# Building and Deploying a Genomic-Medicine Risk Assessment Model for Diverse Primary Care Populations.

> **NIH NIH U01** · DUKE UNIVERSITY · 2022 · $812,705

## Abstract

Family health history (FHH), a critical component of genomic medicine that is essential for both identifying
individuals at risk for hereditary conditions and for contextualizing results of genetic testing, continues to be
broadly underutilized and underappreciated in clinical care. Barriers to adequate data collection and synthesis
are numerous and cross all clinical stakeholders: patients, providers, and health systems. Significantly, they
include the pervasive view that FHH is unimportant except in select cases and that it rarely contributes to
clinical decision making. With this perspective, few providers have been willing to allocate precious time to
collect detailed FHHs or to learn the complex algorithms required to synthesize FHH data into actionable care
plans.
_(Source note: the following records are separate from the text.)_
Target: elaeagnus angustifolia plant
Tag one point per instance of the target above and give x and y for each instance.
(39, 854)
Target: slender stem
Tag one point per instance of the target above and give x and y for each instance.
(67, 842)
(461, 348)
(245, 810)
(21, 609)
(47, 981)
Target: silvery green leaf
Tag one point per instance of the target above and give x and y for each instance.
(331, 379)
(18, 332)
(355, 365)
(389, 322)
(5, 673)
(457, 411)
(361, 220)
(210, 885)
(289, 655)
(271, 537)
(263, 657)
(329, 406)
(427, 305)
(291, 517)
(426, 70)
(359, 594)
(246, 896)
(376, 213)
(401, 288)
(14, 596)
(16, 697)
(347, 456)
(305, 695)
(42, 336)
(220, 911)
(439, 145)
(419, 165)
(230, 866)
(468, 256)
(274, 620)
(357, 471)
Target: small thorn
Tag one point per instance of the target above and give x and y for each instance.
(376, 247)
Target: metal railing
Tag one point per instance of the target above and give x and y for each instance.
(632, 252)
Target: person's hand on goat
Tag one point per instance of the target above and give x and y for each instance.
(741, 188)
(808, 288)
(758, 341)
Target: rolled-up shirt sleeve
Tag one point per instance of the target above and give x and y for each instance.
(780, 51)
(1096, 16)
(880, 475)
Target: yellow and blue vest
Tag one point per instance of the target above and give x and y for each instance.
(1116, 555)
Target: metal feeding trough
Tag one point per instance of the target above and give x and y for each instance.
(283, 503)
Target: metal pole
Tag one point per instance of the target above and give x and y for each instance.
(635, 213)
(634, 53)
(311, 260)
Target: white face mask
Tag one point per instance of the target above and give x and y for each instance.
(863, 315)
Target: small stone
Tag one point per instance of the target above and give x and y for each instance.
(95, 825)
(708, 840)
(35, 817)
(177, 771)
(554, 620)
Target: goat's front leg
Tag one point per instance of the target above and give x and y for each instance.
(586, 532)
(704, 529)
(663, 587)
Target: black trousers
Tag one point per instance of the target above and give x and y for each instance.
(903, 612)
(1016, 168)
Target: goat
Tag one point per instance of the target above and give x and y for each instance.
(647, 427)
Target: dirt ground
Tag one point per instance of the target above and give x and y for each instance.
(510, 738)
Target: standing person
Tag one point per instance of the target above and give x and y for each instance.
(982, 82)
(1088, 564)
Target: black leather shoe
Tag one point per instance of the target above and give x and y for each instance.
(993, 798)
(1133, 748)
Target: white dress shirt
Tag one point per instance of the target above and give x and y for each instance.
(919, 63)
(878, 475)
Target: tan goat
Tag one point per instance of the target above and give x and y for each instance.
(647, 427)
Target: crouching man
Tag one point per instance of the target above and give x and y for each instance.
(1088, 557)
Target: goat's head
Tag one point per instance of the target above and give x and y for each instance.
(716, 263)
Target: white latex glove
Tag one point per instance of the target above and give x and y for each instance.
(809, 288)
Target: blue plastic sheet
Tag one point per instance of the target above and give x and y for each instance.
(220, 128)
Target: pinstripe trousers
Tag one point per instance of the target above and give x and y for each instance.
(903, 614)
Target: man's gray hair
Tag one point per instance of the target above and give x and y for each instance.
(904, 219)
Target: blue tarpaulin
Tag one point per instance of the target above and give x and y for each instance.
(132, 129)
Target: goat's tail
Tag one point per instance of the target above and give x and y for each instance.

However, in studies of systematic FHH-based risk assessments in unselected populations, 25% of
patients meet risk criteria for (actionable) hereditary conditions. FHH-based risk assessment programs have
emerged to address these barriers, but as designed do not meet the needs of low literacy, low resource
populations. The goal of this proposal is to develop a scalable end-to-end solution for risk assessment and
management that meets the needs of low resource settings. Our central hypothesis is that combining FHH-
driven risk assessment, a literacy-enhanced interface using voice-to-text response capture (like ‘Siri’), family
engagement (through social networking platforms for data gather and risk sharing), and a genetic testing
delivery system, will create a solution that engages and increases the proportion of diverse patients who are
identified as at increased risk, who undergo testing, and, when appropriate, who initiate cascade screening
among relatives. In this proposal we will define and deploy this new care delivery model as the “Genomic
medicine Risk Assessment Care for Everyone” (GRACE). To this end we will 1) develop and deploy the
model using pre-implementation assessments at clinical sites with highly diverse patient populations to select
the most appropriate integration options and pathways for both patients and providers; and 2) perform a
randomized implementation-effectiveness pragmatic hybrid trial to assess implementation and effectiveness
outcomes relevant to these diverse populations. Outcomes will include reach, uptake, clinical utility,
accessibility, genetic testing frequency, genetic testing results, and cost-effectiveness. In addition we will
convene an advisory panel of stakeholders from industry (laboratories, insurers), providers, patients, and
health system to understand sustainability and address knowledge gaps that will promote access when the trial
is over.

## Key facts

- **NIH application ID:** 10630415
- **Project number:** 3U01HG010231-05S1
- **Recipient organization:** DUKE UNIVERSITY
- **Principal Investigator:** Lori Ann Orlando
- **Activity code:** U01 (R01, R21, SBIR, etc.)
- **Funding institute:** NIH
- **Fiscal year:** 2022
- **Award amount:** $812,705
- **Award type:** 3
- **Project period:** 2022-09-16 → 2023-06-30

## Primary source

NIH RePORTER: https://reporter.nih.gov/project-details/10630415

## Citation

> US National Institutes of Health, RePORTER application 10630415, Building and Deploying a Genomic-Medicine Risk Assessment Model for Diverse Primary Care Populations. (3U01HG010231-05S1). Retrieved via AI Analytics 2026-05-29 from https://api.ai-analytics.org/grant/nih/10630415. Licensed CC0.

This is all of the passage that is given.